Reeve's story has received great attention in the Netherlands, where he graduated in law from Leiden University and joined the Coornhert Liga, the country's leading prison reform group, equivalent to the Howard League for Penal Reform. Reeve had earlier gained a sociology degree after studying while in Broadmoor.

Yesterday the group said it was standing by Reeve, who is being hunted by the Dutch police. Jacco Boek, a member of the group's board, said the triple killer's inside knowledge was invaluable to the group and that he would still work for it even if he went back to Broadmoor.

Reeve's fight to stay in the Netherlands seems to have been aided initially by an attempt by the Home Office to strike a back-door deal with the Dutch, who were asked to deport him quietly on his parole from prison.

But this backfired when a Dutch judge at an early deportation hearing condemned the clandestine negotiations and set Reeve free. That decision was overruled last month when the president of the appeal court in Zwolle ruled that Reeve could now be deported.

Officials in Britain continue to insist that Reeve is a highly dangerous psychopath and cite a report from a Broadmoor doctor who was sent to assess him while he was a prisoner in the Scheveningen high-security prison in The Hague. The doctor's report stated that it was still appropriate for Reeve to be subject to a hospital restriction order under the Mental Health Act.

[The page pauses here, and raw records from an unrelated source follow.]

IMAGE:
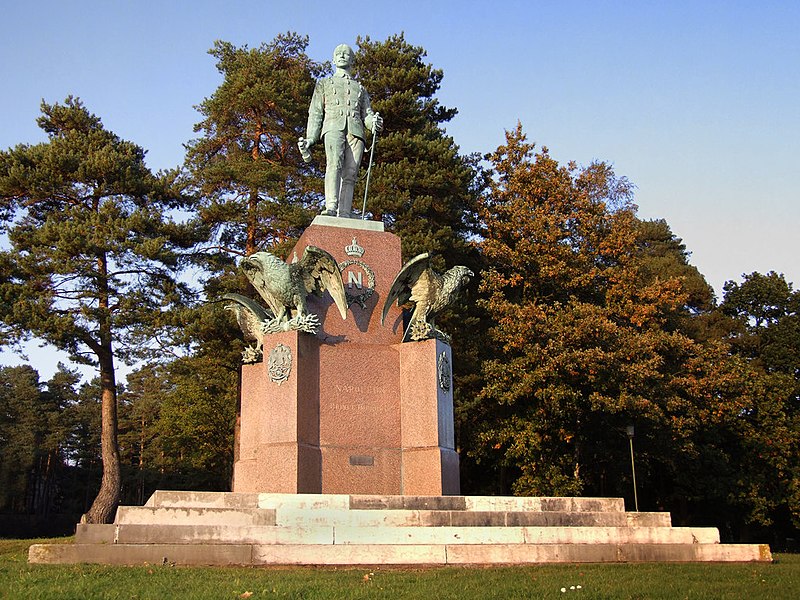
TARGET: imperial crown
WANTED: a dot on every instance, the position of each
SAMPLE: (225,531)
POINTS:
(354,249)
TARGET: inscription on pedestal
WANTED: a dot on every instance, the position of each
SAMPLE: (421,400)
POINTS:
(280,363)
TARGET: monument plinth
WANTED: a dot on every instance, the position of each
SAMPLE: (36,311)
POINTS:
(350,410)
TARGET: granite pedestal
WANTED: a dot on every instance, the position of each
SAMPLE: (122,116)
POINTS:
(358,412)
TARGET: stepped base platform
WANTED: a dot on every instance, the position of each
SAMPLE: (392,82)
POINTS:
(216,528)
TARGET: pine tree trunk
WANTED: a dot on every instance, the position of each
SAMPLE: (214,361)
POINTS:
(105,504)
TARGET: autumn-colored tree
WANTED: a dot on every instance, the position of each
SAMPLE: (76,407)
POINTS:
(578,332)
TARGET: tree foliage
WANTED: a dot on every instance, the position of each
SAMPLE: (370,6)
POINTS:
(93,257)
(420,185)
(254,189)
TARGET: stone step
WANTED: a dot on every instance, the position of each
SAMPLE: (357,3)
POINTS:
(192,515)
(377,554)
(373,502)
(267,535)
(311,517)
(181,499)
(288,516)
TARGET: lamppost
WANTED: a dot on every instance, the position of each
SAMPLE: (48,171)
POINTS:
(631,432)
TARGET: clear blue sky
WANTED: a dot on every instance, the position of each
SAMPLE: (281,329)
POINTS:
(697,103)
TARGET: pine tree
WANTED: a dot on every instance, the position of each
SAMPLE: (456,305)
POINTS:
(420,185)
(255,191)
(93,256)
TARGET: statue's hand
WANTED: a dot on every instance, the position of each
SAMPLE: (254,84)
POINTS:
(303,144)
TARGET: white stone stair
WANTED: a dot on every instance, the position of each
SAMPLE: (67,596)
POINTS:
(261,529)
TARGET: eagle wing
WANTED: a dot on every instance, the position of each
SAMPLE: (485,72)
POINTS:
(403,284)
(270,278)
(249,315)
(321,272)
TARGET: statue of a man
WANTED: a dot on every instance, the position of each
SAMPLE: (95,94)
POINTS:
(339,113)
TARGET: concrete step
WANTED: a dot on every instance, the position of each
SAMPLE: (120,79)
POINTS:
(377,554)
(267,535)
(288,516)
(180,499)
(372,502)
(191,515)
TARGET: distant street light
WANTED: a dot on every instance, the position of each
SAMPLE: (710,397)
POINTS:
(631,431)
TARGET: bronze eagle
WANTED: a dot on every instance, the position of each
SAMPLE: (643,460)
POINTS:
(251,318)
(284,287)
(430,292)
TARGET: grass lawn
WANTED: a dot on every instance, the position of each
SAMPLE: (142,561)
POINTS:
(19,580)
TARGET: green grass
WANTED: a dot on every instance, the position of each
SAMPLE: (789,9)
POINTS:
(19,580)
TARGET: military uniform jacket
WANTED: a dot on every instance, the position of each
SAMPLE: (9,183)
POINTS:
(339,103)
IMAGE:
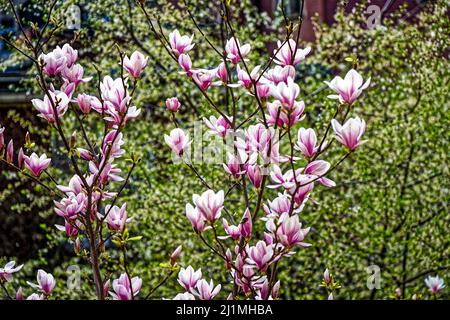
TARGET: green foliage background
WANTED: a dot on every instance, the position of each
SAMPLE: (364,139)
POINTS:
(390,207)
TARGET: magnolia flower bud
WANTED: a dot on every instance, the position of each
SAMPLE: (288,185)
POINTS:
(77,246)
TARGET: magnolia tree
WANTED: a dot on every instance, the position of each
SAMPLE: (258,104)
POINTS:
(267,149)
(89,204)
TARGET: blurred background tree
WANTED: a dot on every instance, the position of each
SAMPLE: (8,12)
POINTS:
(390,205)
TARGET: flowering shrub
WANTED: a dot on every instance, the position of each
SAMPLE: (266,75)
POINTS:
(274,177)
(254,153)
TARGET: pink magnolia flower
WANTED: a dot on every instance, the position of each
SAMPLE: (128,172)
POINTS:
(263,90)
(45,107)
(244,229)
(286,93)
(209,204)
(435,284)
(306,142)
(70,229)
(188,278)
(70,53)
(290,232)
(37,164)
(206,291)
(326,276)
(184,296)
(123,289)
(135,64)
(180,44)
(70,207)
(349,88)
(116,217)
(196,218)
(186,64)
(19,294)
(21,159)
(280,74)
(8,270)
(255,175)
(87,102)
(173,104)
(46,282)
(35,296)
(289,53)
(231,230)
(203,78)
(222,73)
(74,74)
(350,133)
(235,51)
(175,255)
(10,151)
(2,138)
(317,168)
(178,141)
(260,255)
(219,126)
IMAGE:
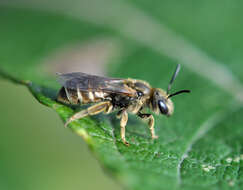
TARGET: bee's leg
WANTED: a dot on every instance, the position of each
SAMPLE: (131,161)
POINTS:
(150,117)
(124,117)
(93,110)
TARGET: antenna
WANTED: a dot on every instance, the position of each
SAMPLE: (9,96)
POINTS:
(178,67)
(179,92)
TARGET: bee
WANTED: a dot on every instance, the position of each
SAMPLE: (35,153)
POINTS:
(115,94)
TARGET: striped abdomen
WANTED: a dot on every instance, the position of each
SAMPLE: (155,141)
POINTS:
(71,96)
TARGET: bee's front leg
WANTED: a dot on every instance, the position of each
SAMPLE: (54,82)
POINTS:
(124,117)
(150,117)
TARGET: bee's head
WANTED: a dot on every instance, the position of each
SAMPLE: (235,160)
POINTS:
(161,102)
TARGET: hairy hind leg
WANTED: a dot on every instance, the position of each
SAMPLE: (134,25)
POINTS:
(92,110)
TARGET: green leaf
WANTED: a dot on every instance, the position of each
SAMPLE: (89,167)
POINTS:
(200,146)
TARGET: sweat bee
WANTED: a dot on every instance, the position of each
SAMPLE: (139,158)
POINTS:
(115,94)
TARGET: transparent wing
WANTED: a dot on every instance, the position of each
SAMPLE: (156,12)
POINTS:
(86,82)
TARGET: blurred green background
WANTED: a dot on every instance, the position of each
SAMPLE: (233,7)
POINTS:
(37,152)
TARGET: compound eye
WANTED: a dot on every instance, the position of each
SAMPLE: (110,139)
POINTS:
(162,107)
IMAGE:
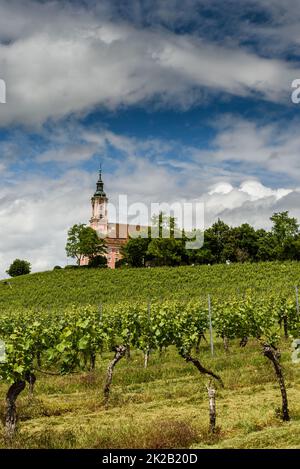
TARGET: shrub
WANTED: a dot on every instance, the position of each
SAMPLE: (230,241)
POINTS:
(19,267)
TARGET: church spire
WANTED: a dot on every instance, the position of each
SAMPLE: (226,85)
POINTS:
(100,185)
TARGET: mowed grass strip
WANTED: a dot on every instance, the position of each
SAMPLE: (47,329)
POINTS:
(163,406)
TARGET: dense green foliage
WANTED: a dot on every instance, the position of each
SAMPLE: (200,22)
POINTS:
(19,267)
(82,242)
(55,337)
(221,243)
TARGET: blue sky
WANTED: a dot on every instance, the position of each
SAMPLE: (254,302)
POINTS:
(180,100)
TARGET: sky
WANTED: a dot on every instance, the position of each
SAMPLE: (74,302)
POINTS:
(185,101)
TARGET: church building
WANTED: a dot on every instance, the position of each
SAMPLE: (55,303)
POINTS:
(115,234)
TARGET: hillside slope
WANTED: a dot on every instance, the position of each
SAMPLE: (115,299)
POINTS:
(61,288)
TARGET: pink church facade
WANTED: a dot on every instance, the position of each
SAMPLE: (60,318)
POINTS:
(115,234)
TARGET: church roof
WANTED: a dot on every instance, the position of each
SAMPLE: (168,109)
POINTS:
(100,187)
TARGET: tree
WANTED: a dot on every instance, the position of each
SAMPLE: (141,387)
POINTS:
(167,251)
(98,261)
(83,242)
(135,251)
(19,267)
(216,239)
(284,227)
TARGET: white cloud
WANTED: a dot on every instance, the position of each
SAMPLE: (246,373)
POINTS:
(66,61)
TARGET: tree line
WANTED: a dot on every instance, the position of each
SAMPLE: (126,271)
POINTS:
(222,243)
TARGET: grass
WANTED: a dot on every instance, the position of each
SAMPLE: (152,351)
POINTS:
(62,288)
(164,406)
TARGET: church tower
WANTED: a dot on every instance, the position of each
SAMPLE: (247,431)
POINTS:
(99,220)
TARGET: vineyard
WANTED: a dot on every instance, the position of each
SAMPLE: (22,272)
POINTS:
(187,348)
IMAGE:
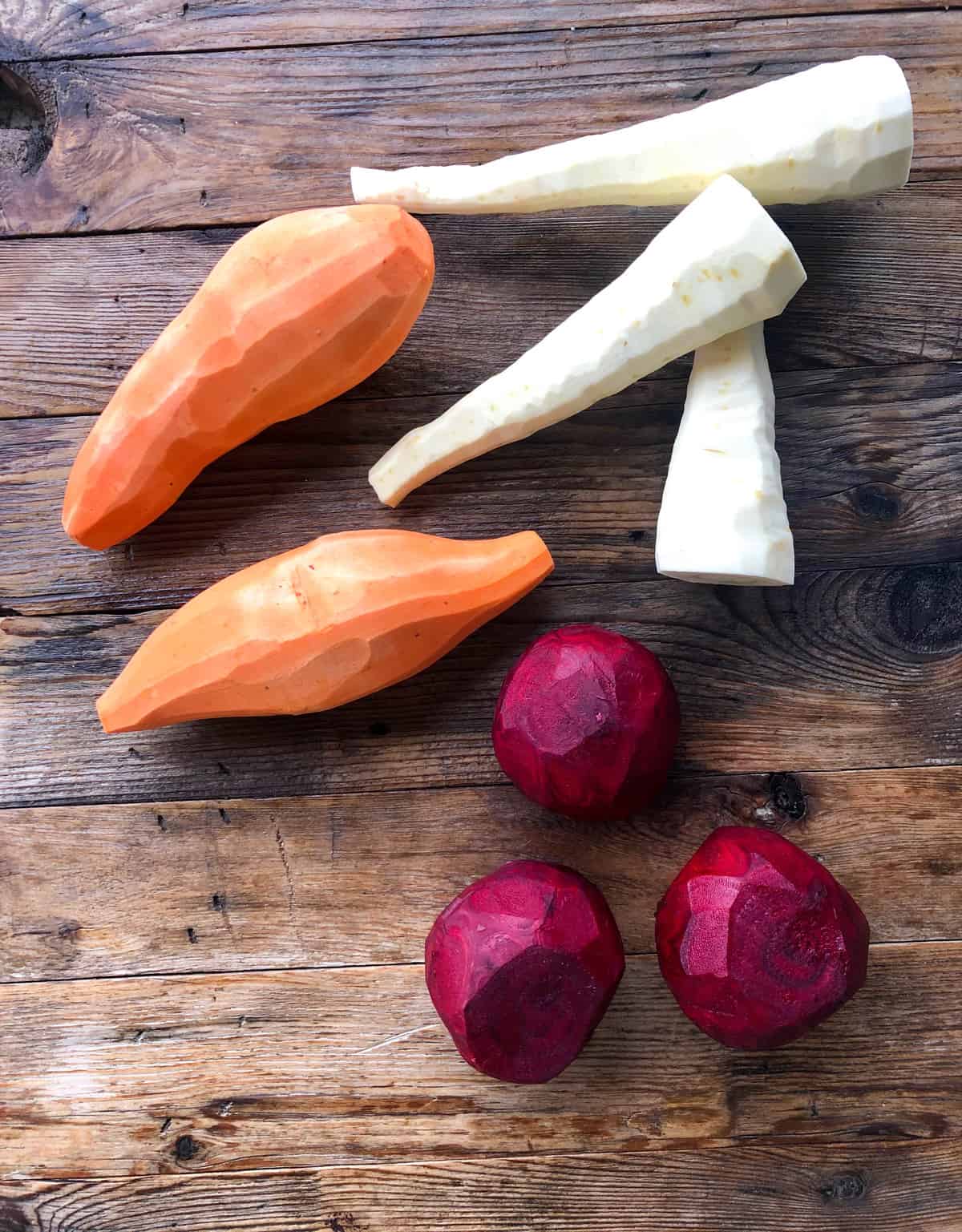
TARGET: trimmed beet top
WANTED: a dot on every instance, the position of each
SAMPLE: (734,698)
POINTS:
(758,942)
(587,723)
(521,967)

Reeve's life has been an appalling catalogue of violent crime, which began while he was at school. He was sent to Broadmoor at the age of 15 for clubbing and stabbing to death his first victim, 15-year-old Roger Jackson, whose body was found in Castle Park, Colchester, in August 1964.

Roger, from Harlington, Bedfordshire, had been on a cycling holiday, touring youth hostels, when he disappeared, sparking a huge hunt. His body was found under gorse bushes by a man walking his dog and his red bicycle was later discovered nearby.

So callous was Reeve that he sent three postcards, which he found in Roger Jackson's bag, to the dead boy's parents,having written on each the letters 'DOA' - hospital shorthand for Dead on Arrival.

Four years later, he strangled fellow Broadmoor inmate Billy Doyle, aged 21, following a row in a common room at the hospital.

After the murder, Reeve's status at Broadmoor was upgraded to a highly dangerous category, but for the next 13 years he appeared to settle down and apply himself to studying for his sociology degree.

However, in 1981 the Broadmoor escape siren sounded when Reeve rushed to the high hospital walls and clambered over, but he escaped. He was met by his then girlfriend, who is believed to have driven him straight to the Harwich ferry en route for the Netherlands.